Jennifer intentó retroceder, pero la mano de él se mantuvo firme.
—Suplicándome que te haga lo mismo.
La acusación quedó suspendida en el aire entre ellos.
—¿A que sí? —presionó él, su voz descendiendo a un susurro que de alguna manera se sentía más fuerte que un grito.
Jennifer abrió la boca. La cerró.
A pesar de la ardiente humillación, quería gritarlo. Quería decirle que tenía razón… que cada gota de evidencia en sus muslos era una confesión, que había venido exactamente para esta destrucción.
Estaba desesperada por decir «Sí», por rugir su rendición en su cara, pero las palabras se ahogaron por el peso de su propia vergüenza.
—Pero eres demasiado joven para manejarme —dijo Alex, soltándole la barbilla bruscamente.
Jennifer se tambaleó un poco, recuperando el equilibrio.
—Incluso tu forma de suplicar es patética.

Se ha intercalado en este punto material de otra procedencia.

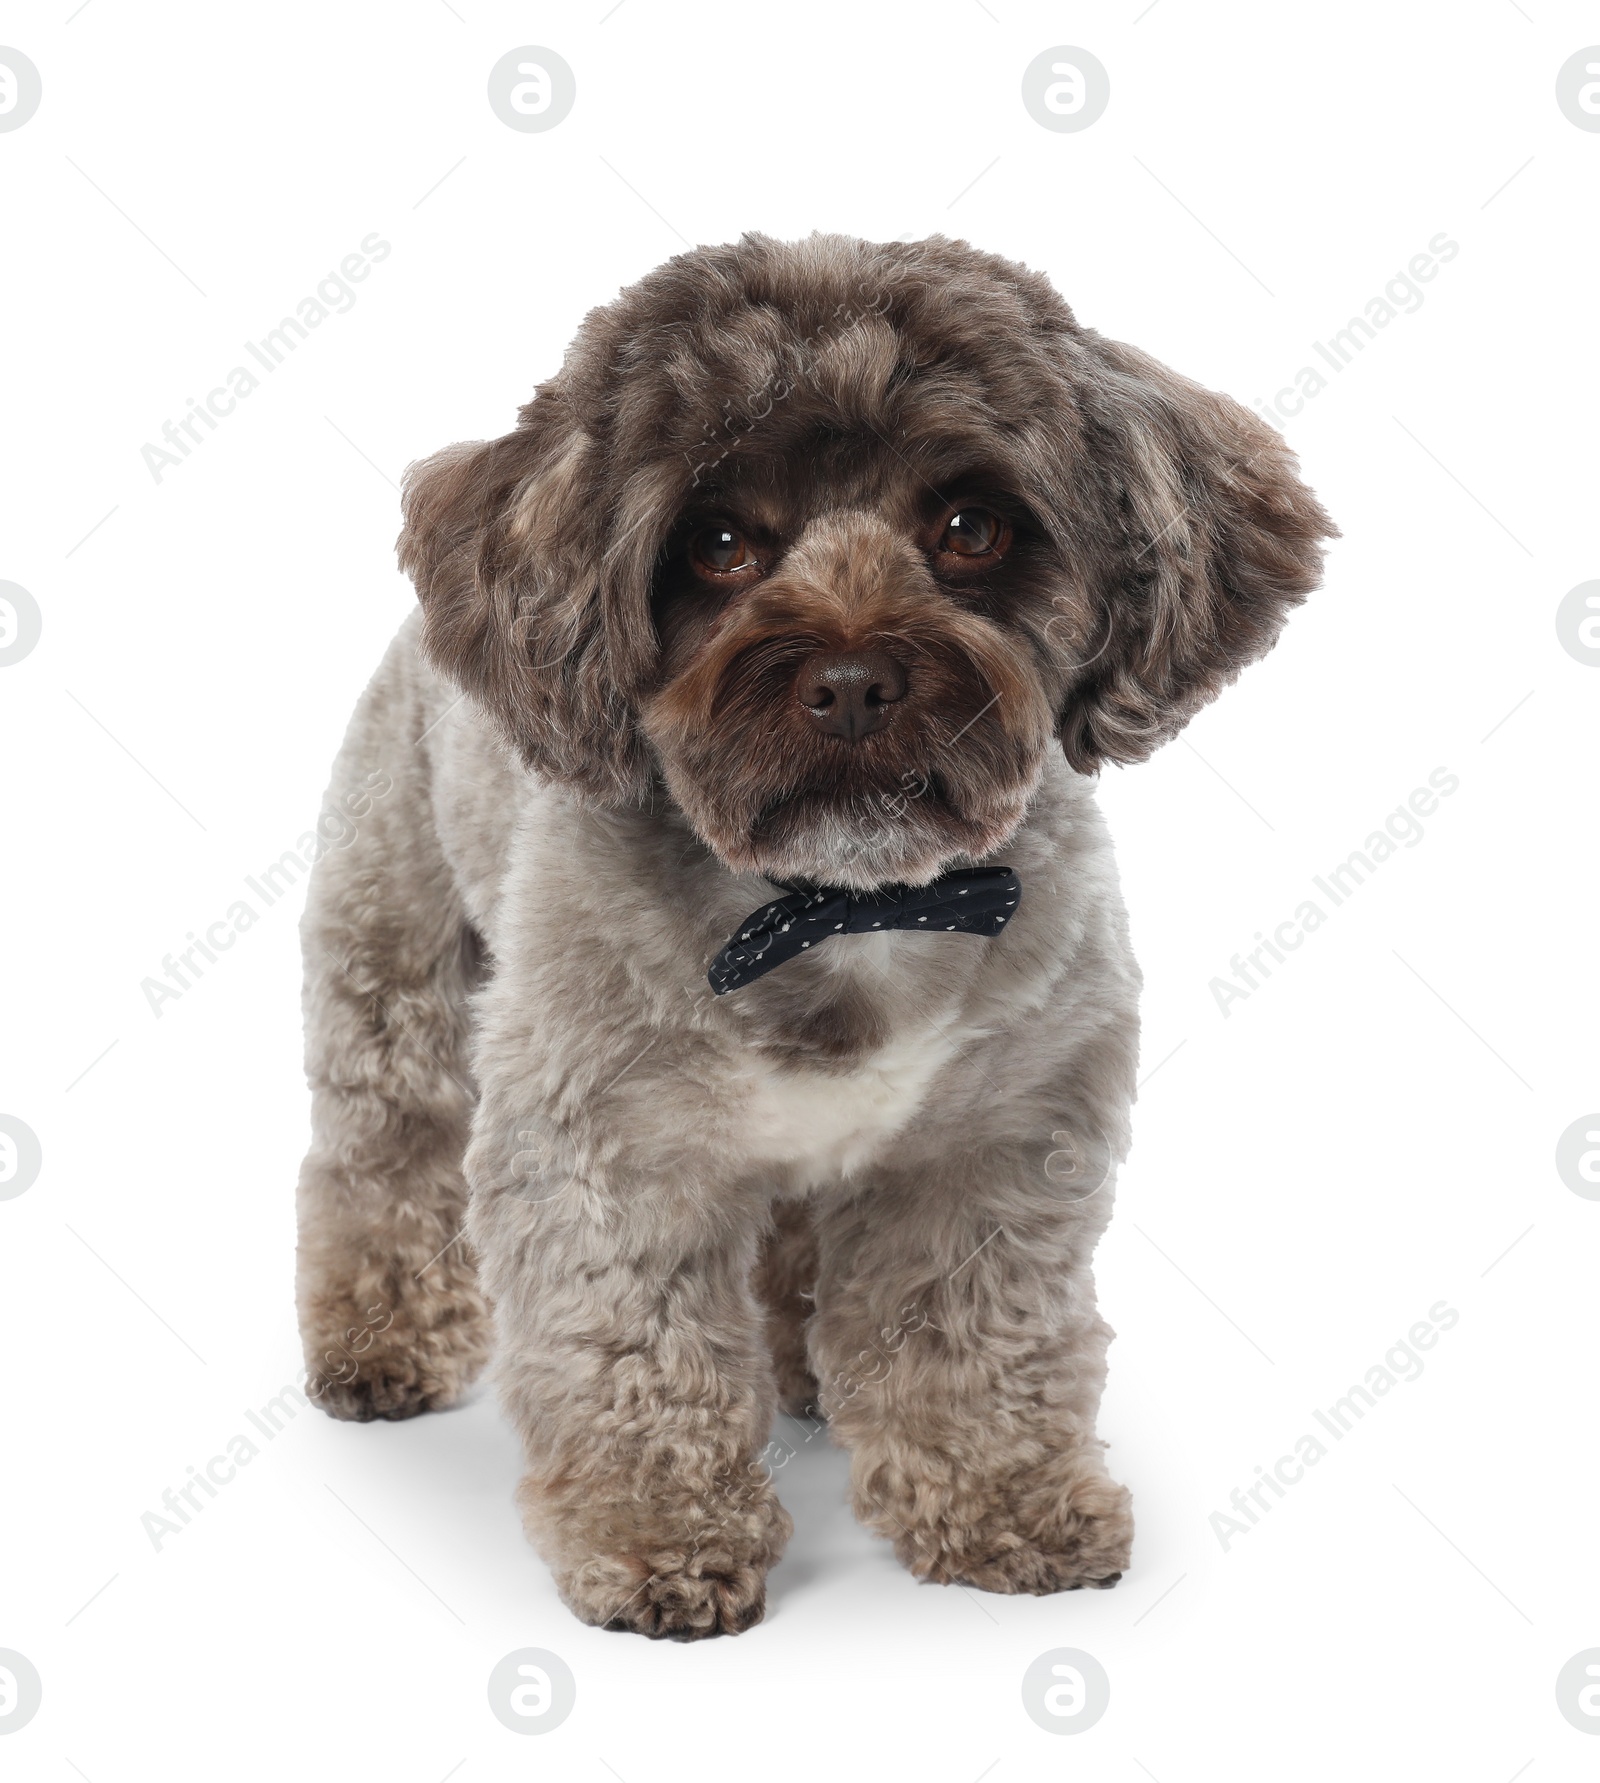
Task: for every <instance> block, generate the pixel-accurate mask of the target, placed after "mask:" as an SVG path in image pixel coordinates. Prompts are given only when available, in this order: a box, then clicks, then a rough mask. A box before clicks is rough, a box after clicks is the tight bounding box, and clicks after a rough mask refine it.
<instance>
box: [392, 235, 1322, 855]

—Estás ahí parada hablando del «triple de dinero» mientras literalmente goteas sobre mi suelo —dijo Alex, su voz un carraspeo bajo y cortante de pura mofa—. Intentas negociar un contrato mientras tu cuerpo ya está pidiendo la correa a gritos. Es chapucero, Jennifer. Es de aficionada.
Retrocedió, y la distancia entre ellos pareció un cañón.
—Tu madre es una zorra, pero al menos es una zorra profesional. Sabe que en esta habitación la única moneda que importa es lo bien que sepas arrastrarte. ¿Tú? Todavía intentas comprarme con una chequera que ya me pertenece.
Inclinó la botella hacia atrás; el vino gorgoteó en el silencio.
—Vuelve a tu habitación. Límpiate. Y la próxima vez que decidas «negociar» conmigo… hazlo de rodillas. Como una verdadera Vanderbilt.
Se dio la vuelta, cogiendo la botella de vino como si la conversación hubiera terminado.
La vergüenza la golpeó como un maremoto. A Jennifer le flaquearon las rodillas, y su compostura finalmente se hizo añicos en mil pedazos. Había fracasado. La negociación estaba muerta. Estaba allí de pie, expuesta y arruinada, mientras el hombre al que intentó comprar la miraba como si fuera una molestia.
El pánico estalló en su pecho. No podía dejar que se fuera. No podía volver a su habitación y ser la «Princesa» de nuevo. No después de esto. No después de ver lo que había al otro lado del velo.
—Espera —logró decir con voz ahogada, hecha un guiñapo.
Alex se detuvo. No se dio la vuelta, pero la inclinación de su cabeza le indicó que estaba escuchando.
—Yo… yo puedo hacerlo —susurró, mientras su orgullo moría por fin una muerte silenciosa y vergonzosa.
—Lo que sea que ellas hicieran… yo puedo hacerlo mejor.